Simulation is an ideal fit for reversing the rural inequality in dealing with high-risk, low-frequency scenarios—effectively increasing frequency of exposure while improving competence and team dynamics. Deliberate investments in rural simulation have occurred internationally in the US,13 Canada14 and Scotland.15 Examples include the development of a Rural Trauma Team Development Course,13 to which a more rapid patient transport time from rural to tertiary centres has been credited.16 Training as native teams rather than individuals may improve the resilience of small centres by cementing team-based rather than individual-based knowledge, and introducing a culture of deliberate practice and debriefing.
In New Zealand, simulation-based education can be fostered by incorporating these methods into both pre-vocational training in rural hospital medicine and continuous medical education (CME) programmes for the established workforce. This will require an inter-professional and collaborative approach. In the South Island this includes organisations such as the University of Otago Rural Postgraduate Programme17 and Rural Health Academic Centre, the district health boards, St John, New Zealand Defence Force, South Island Alliance and others. The aim should be to create a coordinated clinical simulation network across rural areas that emulates and reinforces the clinical networks that exist for patient care, and supports the promotion and sharing of rurally relevant simulation resources across New Zealand and into the Pacific.
In addition to the development of simulation courses and resources for rural clinicians, future directions for rural simulation in New Zealand include developing a robust multi-professional faculty, research into small team dynamics and simulation effectiveness, and creating a virtual network of simulation facilitators, educators and debriefers using video technology.

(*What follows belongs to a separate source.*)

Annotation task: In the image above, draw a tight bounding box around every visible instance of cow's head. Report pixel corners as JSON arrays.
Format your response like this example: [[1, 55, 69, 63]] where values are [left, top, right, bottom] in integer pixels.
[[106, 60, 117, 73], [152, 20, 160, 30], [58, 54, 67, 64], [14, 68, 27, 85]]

We believe that rural simulation based education will not only mitigate the Matthew effect but will also foster collaboration across the whole health system.
We have described a rural hospital ‘Matthew effect’, along with a simulation-based educational strategy to mitigate this effect, strengthen connections and networks, and grow resilient rural trauma and emergency teams in New Zealand and the Pacific.
We describe a phenomenon of self-reinforcing inequality between New Zealand rural hospitals and urban trauma centres. Rural doctors work in remote geographical locations, with rare exposure to managing critical injuries, and with little direct support when they do. Paradoxically, but for the same reasons, they also have little access to the intensive training resources and specialist oversight of their university hospital colleagues. In keeping with international experience, we propose that using simulation-based education for rural hospital trauma and emergency team training will mitigate this effect. Along with several different organisations in New Zealand, the University of Otago rural postgraduate programme is developing inter-professional simulation content to address this challenge and open new avenues for research.